Irccs San Gerardo di Monza
Stefano ha provato a convincersi che la dottoressa si sbagliava. Poi, però, quando li hanno mandati all’Irccs San Gerardo di Monza, centro di eccellenza nelle malattie metaboliche con la Fondazione Monza e Brianza per il bambino e la sua mamma, "ci è arrivata la doccia fredda". Diagnosi confermata. "Abbiamo iniziato la terapia enzimatica sostitutiva, ma allo stesso tempo i medici ci hanno parlato di una cura sperimentale che sta dando buoni risultati a cui, però, possono accedere solo bimbi americani e brasiliani perché gli unici ospedali in cui viene somministrata sono là dall’altra parte del mondo".
Missione impossibile
A Stefano e Paola è crollato il mondo addosso.

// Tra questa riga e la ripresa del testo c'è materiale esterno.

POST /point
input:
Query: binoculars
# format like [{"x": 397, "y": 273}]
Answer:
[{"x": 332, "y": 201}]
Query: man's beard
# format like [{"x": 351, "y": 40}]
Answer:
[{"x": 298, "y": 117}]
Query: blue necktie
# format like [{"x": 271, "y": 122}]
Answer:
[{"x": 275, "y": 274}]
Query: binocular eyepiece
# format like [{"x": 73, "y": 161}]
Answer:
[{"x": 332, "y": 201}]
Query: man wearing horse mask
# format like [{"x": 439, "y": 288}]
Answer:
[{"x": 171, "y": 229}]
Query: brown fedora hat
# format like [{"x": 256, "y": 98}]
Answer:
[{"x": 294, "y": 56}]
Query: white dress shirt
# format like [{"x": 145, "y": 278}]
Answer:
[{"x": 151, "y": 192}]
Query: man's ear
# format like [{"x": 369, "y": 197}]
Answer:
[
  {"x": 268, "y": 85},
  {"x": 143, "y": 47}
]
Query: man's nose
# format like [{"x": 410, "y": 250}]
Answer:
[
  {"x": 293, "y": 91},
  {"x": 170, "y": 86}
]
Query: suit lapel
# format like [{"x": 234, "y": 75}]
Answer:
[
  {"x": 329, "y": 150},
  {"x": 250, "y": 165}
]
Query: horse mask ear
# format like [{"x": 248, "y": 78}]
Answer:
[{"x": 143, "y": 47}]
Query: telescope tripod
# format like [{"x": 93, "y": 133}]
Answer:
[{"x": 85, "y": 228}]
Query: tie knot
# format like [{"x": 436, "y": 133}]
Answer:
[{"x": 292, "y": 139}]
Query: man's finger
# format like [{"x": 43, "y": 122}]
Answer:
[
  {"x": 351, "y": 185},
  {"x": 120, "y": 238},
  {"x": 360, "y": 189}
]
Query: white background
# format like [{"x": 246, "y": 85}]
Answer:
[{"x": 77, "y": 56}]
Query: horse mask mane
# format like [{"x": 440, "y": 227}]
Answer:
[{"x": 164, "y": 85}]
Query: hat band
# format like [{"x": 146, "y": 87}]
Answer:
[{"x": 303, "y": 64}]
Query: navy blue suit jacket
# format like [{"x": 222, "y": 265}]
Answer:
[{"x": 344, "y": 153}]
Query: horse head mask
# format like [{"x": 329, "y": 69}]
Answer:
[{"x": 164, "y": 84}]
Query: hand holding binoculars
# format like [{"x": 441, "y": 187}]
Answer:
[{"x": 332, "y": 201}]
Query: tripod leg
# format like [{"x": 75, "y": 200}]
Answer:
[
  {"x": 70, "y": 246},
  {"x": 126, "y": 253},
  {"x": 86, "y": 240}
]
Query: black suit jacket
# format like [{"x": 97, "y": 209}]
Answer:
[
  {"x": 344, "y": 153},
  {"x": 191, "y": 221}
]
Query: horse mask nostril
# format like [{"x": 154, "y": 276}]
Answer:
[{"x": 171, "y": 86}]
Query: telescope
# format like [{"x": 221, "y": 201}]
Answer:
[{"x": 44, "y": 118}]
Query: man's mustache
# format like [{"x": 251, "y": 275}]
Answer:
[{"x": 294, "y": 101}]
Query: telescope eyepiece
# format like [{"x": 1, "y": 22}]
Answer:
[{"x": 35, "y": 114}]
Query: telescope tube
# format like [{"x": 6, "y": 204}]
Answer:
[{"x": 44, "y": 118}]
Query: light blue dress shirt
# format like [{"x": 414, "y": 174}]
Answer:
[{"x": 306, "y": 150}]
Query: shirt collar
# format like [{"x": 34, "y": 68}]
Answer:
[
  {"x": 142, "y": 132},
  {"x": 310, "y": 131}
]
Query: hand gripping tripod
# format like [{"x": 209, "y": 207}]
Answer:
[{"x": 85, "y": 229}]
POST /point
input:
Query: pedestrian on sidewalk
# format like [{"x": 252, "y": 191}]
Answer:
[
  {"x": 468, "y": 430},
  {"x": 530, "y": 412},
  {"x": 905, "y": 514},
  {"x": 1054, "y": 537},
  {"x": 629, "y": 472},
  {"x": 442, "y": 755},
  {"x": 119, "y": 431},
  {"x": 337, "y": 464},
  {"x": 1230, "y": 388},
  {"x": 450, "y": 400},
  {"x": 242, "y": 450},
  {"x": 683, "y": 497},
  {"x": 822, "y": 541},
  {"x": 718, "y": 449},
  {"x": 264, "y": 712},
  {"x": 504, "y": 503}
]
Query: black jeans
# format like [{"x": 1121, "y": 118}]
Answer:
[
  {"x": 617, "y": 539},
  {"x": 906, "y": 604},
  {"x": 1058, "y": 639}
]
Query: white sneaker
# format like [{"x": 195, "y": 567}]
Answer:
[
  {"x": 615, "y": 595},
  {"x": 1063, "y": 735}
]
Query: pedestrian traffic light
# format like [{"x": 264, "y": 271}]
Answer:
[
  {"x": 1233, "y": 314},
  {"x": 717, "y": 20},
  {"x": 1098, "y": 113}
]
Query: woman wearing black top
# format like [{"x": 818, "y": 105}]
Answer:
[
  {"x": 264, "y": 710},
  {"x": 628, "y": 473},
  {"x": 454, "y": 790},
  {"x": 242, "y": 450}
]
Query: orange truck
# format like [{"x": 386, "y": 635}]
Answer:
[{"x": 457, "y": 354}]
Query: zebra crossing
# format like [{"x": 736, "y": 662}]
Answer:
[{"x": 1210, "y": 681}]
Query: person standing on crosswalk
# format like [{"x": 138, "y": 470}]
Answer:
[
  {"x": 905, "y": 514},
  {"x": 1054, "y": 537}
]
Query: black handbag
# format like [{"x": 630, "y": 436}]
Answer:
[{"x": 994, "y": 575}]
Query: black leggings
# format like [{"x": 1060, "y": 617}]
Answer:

Ma "da quel giorno quella speranza è diventata la nostra missione impossibile. Abbiamo rotto le scatole a tutti e grazie ai medici di Monza, all’Ats e ai ministero della Salute e degli Esteri alla fine ce l’abbiamo fatta – la vittoria di mamma e papà –. Filippo è il primo e unico bambino europeo con la sindrome di Hunter (ne sono affetti 2mila in tutto il mondo, ndr ) ad essere stato ammesso alla cura sperimentale". E oggi Filippo e papà Stefano sono ad Oakland, nella baia di San Francisco in California. Ci dovranno restare almeno fino a dicembre. Stefano ha dovuto mollare il suo lavoro, mamma Paola, invece, fa l’avvocato e in questi giorni è dovuta rientrare a Cormano. Tornerà in America ad agosto. Lì a Oakland la casa farmaceutica che porta avanti la sperimentazione al Benioff Children’s Hospital gli ha trovato appartamento e macchina sino a fine anno.
La raccolta fondi
"Grazie a una raccolta fondi sulla piattaforma Gofundme e a una serie di iniziative benefiche (come la partita del 10 luglio al Bicocca Stadium, ndr ) siamo riusciti a ricevere il sostegno di centinaia di persone, anche gente che non conosco – la riconoscenza di Stefano –. Anche perché all’inizio dovevamo pagare di tasca nostra la terapia che Filippo deve fare comunque ogni settimana. Quasi 40mila dollari a settimana. Sarebbe stato impossibile per noi. Ma adesso il ministero della Salute ha promesso che quelle cure le pagherà lo Stato italiano".
La cura
La cura genetica, invece, fa parte della sperimentazione: "Si è trattato dell’infusione nel liquido cerebrale di un farmaco che dovrebbe insegnare al corpo di Filippo a produre l’enzima che la natura non gli ha dato. L’aspettativa di vita? Nessuno ci garantisce nulla. È tutto un salto nel buio". Ma Filippo è un bimbo che "se lo guardi non diresti che è malato. Parla, cammina, gioca. È un vulcano. Adesso che va a scuola, io fino alle tre del pomeriggio riesco a tirare un po’ il fiato. È importante che stia con gli altri bambini, ha bisogno di normalità". A dicembre sapranno se la sperimentazione avrà dato risultati. "Ci credi sempre, a volte, certo, crolli, piangi, ma poi chiudi tutte le emozioni in un cassetto e vai avanti". Perché questa è l’unica strada che c’è. E "l’avrei portato qui anche in gommone".